Aproveitando o exemplo de Nelson Rodrigues trazido no sábado passado, vou discordar de alguém que admiro: o escritor Sérgio Rodrigues, que também é colunista da Folha de São Paulo.
(E são dois Rodrigues. Só percebi agora.)
Na coluna do dia 24/11/21, Sérgio Rodrigues associa o fanatismo às dificuldades de diálogo no Brasil de hoje. Dificuldades enormes. Já vi conversas em que nem discordância havia quase resvalarem na pancadaria — o mais curioso é que o tema era polêmico (vacinas), mas, como não havia discordância, eram apenas as palavras que serviam de gatilho.
E esta, sem o menor suspense, é a minha discordância: enquanto Rodrigues vê um fanatismo associado a «firmes convicções», admitindo que ele mesmo pode ser um «fanático» da convicção de que «o governo Bolsonaro conduziu o Brasil a um estado avançado de decomposição», eu mesmo não vejo no fanatismo o obstáculo ao diálogo. Vejo esse obstáculo no escândalo em sentido bíblico, na «pedra de tropeço».
Reproduzi a convicção de Rodrigues de propósito, como ilustração do que quero dizer. Para uns, ela será auto-evidente, a própria verdade em que vivemos, nos movemos, e somos. Para outros, ela será justamente essa pedra de tropeço: aqui eles param de ler, as objeções inundam a mente, não é mais importante acompanhar o raciocínio, é imperativo reagir o quanto antes. Nada disso é deliberado. Pelo contrário, é tão indeliberado quanto tropeçar numa pedra. Esses leitores já estão interiormente cobrando que eu reaja à convicção de Rodrigues. (Porque, enfim, você escandaliza por pensamentos e palavras, atos e omissões.)

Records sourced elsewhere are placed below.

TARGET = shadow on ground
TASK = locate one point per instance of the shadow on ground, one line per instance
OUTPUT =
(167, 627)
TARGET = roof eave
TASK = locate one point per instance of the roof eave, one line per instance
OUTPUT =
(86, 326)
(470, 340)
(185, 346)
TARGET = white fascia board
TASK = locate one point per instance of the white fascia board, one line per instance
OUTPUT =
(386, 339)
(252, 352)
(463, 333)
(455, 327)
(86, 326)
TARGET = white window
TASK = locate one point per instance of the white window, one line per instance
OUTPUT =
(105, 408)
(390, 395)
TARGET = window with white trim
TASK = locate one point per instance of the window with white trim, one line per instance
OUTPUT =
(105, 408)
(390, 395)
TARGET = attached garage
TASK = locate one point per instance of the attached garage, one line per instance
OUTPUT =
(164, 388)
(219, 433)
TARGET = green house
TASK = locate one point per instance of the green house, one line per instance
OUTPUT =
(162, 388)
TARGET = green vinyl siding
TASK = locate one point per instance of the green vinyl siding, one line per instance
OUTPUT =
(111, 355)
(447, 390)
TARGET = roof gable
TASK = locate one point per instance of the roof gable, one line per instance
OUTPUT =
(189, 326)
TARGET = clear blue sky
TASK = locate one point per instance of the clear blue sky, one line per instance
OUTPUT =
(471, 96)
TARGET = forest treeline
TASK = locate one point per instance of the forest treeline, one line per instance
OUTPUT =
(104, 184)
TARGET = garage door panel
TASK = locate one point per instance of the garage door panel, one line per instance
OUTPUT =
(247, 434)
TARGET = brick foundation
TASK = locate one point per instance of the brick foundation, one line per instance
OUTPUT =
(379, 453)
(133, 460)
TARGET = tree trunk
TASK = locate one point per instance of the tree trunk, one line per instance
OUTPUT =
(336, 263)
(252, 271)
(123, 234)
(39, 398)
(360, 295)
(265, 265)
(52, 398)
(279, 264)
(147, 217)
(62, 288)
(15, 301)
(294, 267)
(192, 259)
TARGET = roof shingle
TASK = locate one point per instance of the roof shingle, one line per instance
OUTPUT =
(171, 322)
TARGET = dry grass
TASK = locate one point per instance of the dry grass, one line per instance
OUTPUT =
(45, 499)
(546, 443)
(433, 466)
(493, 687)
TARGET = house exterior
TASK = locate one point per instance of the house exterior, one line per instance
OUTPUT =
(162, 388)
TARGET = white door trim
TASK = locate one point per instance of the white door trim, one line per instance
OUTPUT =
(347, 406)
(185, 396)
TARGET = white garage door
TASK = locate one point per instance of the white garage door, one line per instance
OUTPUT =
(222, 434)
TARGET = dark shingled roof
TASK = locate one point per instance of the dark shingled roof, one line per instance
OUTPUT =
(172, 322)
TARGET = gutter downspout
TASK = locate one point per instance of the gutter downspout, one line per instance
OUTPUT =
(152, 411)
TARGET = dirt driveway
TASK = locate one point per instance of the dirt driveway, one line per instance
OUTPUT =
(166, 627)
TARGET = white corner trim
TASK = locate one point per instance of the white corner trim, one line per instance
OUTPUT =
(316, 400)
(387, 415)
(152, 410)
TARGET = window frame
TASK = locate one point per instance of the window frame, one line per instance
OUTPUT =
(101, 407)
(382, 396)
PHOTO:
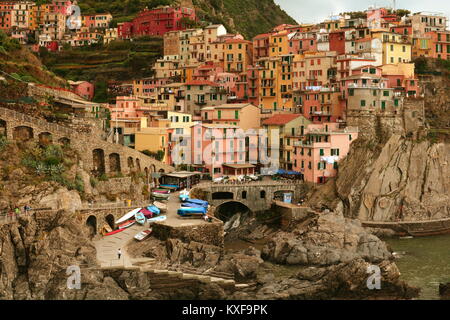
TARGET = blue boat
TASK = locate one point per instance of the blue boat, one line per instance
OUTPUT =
(199, 202)
(191, 205)
(183, 197)
(169, 186)
(154, 209)
(185, 211)
(140, 218)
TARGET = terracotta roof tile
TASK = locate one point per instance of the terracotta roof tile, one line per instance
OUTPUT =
(280, 119)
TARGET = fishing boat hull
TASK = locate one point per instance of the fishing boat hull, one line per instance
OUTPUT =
(185, 211)
(154, 209)
(198, 202)
(161, 206)
(127, 224)
(114, 232)
(128, 215)
(140, 218)
(160, 196)
(157, 219)
(143, 235)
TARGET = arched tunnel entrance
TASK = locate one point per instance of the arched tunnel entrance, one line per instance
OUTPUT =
(110, 220)
(227, 210)
(91, 222)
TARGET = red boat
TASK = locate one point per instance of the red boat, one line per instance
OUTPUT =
(114, 232)
(127, 224)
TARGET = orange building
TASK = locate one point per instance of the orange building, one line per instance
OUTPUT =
(238, 55)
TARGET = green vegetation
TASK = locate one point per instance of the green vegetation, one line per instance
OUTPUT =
(50, 162)
(159, 155)
(7, 44)
(250, 17)
(3, 143)
(119, 60)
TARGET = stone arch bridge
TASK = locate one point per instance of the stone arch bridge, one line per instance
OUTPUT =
(257, 196)
(98, 156)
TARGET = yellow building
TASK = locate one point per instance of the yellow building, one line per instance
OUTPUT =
(282, 131)
(278, 44)
(313, 69)
(238, 55)
(396, 47)
(404, 69)
(275, 87)
(154, 139)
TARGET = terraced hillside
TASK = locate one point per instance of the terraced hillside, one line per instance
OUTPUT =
(119, 60)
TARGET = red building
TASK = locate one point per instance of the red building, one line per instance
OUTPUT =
(5, 15)
(261, 46)
(156, 22)
(337, 41)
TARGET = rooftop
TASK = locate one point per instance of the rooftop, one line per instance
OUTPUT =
(281, 119)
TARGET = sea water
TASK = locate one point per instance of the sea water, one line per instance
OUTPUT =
(423, 262)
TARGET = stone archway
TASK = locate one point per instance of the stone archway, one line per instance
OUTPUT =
(279, 194)
(23, 133)
(114, 163)
(64, 141)
(98, 160)
(138, 165)
(130, 163)
(222, 195)
(45, 138)
(110, 220)
(227, 210)
(91, 222)
(3, 127)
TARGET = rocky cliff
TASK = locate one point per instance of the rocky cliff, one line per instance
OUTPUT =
(405, 180)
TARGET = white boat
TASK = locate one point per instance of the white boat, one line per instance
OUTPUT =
(143, 234)
(128, 215)
(159, 218)
(161, 206)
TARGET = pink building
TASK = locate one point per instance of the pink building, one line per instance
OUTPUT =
(83, 89)
(227, 82)
(219, 150)
(126, 107)
(207, 72)
(303, 41)
(61, 6)
(317, 157)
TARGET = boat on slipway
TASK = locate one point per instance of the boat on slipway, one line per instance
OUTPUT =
(128, 215)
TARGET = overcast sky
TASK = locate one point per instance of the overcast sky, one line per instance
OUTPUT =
(305, 11)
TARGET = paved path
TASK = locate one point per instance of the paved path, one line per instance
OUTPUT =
(107, 247)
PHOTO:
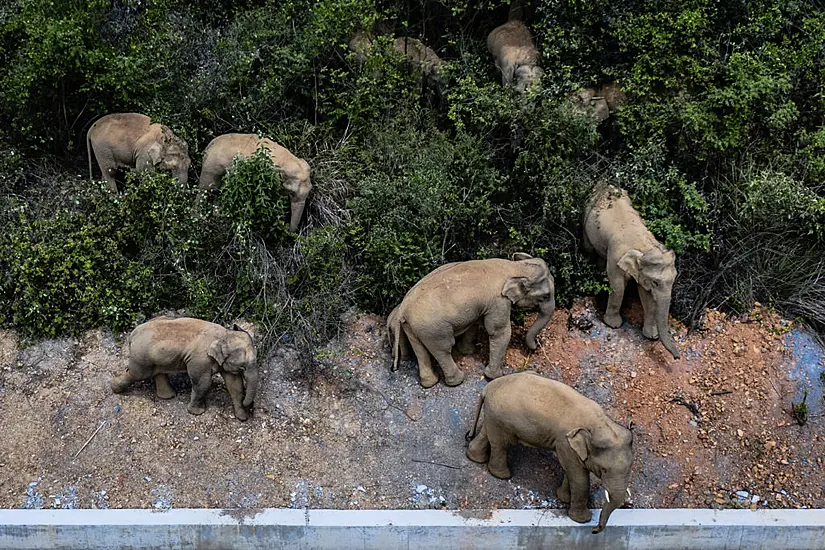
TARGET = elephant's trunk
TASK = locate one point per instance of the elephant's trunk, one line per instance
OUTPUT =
(297, 212)
(545, 313)
(251, 378)
(663, 307)
(617, 489)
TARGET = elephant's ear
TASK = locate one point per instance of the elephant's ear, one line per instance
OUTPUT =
(579, 440)
(629, 263)
(219, 351)
(514, 288)
(154, 152)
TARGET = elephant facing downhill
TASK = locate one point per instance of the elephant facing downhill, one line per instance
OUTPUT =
(164, 346)
(454, 299)
(220, 152)
(535, 411)
(131, 140)
(614, 229)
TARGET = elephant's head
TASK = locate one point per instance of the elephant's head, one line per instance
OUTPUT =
(607, 451)
(171, 154)
(655, 270)
(525, 76)
(296, 181)
(533, 286)
(235, 352)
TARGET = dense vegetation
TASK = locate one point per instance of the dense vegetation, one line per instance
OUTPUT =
(721, 145)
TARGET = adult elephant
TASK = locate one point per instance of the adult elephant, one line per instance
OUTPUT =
(533, 410)
(162, 346)
(132, 140)
(452, 300)
(220, 152)
(616, 232)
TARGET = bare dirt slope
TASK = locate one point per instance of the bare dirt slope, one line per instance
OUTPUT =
(711, 429)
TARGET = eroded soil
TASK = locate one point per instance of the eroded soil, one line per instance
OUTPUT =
(712, 429)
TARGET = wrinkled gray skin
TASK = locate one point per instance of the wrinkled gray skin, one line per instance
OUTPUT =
(515, 55)
(601, 103)
(131, 140)
(220, 152)
(164, 346)
(535, 411)
(615, 231)
(453, 300)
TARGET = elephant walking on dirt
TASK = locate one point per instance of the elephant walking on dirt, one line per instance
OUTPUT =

Eu mesmo tenho minhas «firmes convicções», nenhuma delas relacionada à situação política do Brasil, mas nenhuma delas me torna suscetível ao escândalo. Se você está firme, não tropeça. Não estou dizendo que eu não poderia perder a paciência — eu poderia perder a paciência por vários motivos —, mas estou dizendo que, num ponto relacionado a uma convicção minha, sou capaz de continuar ouvindo outra pessoa, mesmo que suas palavras contrariem minhas convicções.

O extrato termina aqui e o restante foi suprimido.